Can you give me an example where there is a adjunct condition to consciousness or non-consciousness which is an extention of but not either of those two things? The example you gave still falls within the boundaries I have defined.
CrispyQ
(36,413 posts)They spend many hours of their PRESENT life, preparing, living & hoping for a FUTURE life - which will never be.
They have less time than they think - this life only - & they are wasting precious moments on something that will never transpire.
FiveGoodMen
(20,018 posts)Bugs the crap out of me.
DuaneBidoux
(4,198 posts)But hey, that's me. I never pretended that the post was "deep" or "meaningful."
It's really more like an irritant.
Wistful Vista
(136 posts)rexcat
(3,622 posts)it says it all.
marginlized
(357 posts)And laughing at people as theyre dying is another example of what? Youre idea of empathy? Sympathy? Religious Righteousness?
Does anyone 'win' at death?

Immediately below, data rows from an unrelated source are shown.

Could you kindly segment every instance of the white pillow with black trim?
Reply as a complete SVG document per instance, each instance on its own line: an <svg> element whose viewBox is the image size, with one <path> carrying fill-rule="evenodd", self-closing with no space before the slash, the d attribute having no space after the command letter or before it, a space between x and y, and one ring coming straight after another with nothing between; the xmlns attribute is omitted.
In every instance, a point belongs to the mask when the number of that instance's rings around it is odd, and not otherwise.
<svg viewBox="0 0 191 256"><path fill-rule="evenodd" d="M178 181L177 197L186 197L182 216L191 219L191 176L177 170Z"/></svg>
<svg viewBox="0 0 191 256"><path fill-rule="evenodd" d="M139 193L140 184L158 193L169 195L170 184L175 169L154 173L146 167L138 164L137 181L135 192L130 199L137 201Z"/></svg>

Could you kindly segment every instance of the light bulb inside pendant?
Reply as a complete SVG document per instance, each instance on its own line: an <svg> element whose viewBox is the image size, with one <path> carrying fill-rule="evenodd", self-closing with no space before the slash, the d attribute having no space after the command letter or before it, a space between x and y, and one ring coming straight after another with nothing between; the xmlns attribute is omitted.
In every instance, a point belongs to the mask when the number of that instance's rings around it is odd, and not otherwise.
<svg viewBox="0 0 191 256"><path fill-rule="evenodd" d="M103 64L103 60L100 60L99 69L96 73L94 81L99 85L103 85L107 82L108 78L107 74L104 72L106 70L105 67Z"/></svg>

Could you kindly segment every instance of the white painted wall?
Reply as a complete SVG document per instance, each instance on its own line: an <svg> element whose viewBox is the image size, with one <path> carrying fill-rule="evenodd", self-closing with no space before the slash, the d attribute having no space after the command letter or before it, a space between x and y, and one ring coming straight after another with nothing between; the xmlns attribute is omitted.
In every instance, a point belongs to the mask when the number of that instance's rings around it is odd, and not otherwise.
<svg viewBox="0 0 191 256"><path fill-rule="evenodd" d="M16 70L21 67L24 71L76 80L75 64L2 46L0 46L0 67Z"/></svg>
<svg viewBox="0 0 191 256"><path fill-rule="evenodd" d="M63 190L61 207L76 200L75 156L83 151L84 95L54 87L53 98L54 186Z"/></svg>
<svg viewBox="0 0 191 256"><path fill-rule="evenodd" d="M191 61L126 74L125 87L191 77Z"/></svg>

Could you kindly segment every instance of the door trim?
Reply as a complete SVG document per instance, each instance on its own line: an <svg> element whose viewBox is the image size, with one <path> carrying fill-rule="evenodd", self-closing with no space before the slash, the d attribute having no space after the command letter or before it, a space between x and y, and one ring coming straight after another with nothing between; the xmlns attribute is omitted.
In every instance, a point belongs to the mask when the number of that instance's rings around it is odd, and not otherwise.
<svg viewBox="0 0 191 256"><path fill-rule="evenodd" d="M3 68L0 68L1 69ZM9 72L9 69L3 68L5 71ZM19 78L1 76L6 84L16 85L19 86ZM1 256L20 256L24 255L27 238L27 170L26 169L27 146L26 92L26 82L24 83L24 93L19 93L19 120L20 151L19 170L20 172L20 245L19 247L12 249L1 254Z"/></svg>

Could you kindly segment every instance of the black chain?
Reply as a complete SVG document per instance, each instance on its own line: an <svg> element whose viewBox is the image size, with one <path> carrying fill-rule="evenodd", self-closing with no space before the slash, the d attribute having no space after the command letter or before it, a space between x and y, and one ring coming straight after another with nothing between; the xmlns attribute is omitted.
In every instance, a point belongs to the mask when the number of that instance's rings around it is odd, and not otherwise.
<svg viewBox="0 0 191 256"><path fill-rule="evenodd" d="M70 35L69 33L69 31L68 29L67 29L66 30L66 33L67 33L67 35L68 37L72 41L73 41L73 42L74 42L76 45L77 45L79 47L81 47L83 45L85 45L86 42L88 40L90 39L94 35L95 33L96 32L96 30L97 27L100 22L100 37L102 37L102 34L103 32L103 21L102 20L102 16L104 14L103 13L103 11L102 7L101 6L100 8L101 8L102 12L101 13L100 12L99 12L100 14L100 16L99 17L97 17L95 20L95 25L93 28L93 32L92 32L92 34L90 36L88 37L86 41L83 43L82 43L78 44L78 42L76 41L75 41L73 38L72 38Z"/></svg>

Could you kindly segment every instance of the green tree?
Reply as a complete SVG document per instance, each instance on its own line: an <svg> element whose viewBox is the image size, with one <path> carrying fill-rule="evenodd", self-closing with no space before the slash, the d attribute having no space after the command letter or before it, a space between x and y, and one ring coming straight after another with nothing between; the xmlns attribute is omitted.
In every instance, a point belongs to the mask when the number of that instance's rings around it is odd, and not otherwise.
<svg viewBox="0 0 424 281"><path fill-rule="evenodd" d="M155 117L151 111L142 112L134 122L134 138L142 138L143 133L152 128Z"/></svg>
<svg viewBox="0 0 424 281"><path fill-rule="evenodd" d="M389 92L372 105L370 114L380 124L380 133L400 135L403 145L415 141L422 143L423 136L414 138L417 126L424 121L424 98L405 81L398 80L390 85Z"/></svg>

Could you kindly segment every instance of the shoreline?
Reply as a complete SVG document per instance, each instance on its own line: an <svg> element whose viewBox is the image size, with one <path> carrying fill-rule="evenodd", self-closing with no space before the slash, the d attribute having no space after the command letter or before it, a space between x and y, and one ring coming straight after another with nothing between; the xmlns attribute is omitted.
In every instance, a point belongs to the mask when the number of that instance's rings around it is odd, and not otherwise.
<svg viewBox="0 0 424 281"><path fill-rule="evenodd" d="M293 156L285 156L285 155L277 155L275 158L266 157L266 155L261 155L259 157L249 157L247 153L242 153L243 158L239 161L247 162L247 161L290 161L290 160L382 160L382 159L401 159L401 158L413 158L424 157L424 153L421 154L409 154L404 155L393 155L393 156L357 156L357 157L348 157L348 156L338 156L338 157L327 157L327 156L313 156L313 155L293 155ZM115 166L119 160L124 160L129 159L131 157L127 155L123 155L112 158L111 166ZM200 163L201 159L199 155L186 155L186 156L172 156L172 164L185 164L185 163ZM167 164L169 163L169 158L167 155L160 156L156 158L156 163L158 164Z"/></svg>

Gambling for an afterlife cant be won. But it seems that winning is what matters to some people.
Logical
(22,457 posts)DuaneBidoux
(4,198 posts)But I'm completely open to the possibility that I am wrong (i.e. that I am not a deep thinker).
As far as I can tell there is no way to know that your belief in whatever you believe is right.
MrModerate
(9,753 posts)Believers believe what they will regardless of any other factor. Obviously no one is going to worry about anything after they're dead.
This strikes me as a very yawn-worthy issue.
DuaneBidoux
(4,198 posts)Call it a very primitive state of cognitive and emotional development but it is no fun to win at Monopoly if the other side doesn't know they lost.
However, going to you point (and slightly to the side) it is what it is--what are you going to do?
NYC Liberal
(20,135 posts)If I'm going to be wrong, better to not worship any god than to choose a false one and risk actively offending the real one. If I'm going to be wrong, better to live my life on my own terms than waste it following the dictates of a non-existent fairy tale.
darkstar3
(8,763 posts)awoke_in_2003
(34,582 posts)most christians I know live lives of accepted servitude andt are so busy worrying about making it to the "good" afterlife that they fail to live the life they have now.
ElboRuum
(4,717 posts)...that as an atheist I give a flying fart in space what some believer thinks.
iris27
(1,951 posts)What if Falwell and Robertson burn in Muslim hell?
As others have said, this is PW rephrased.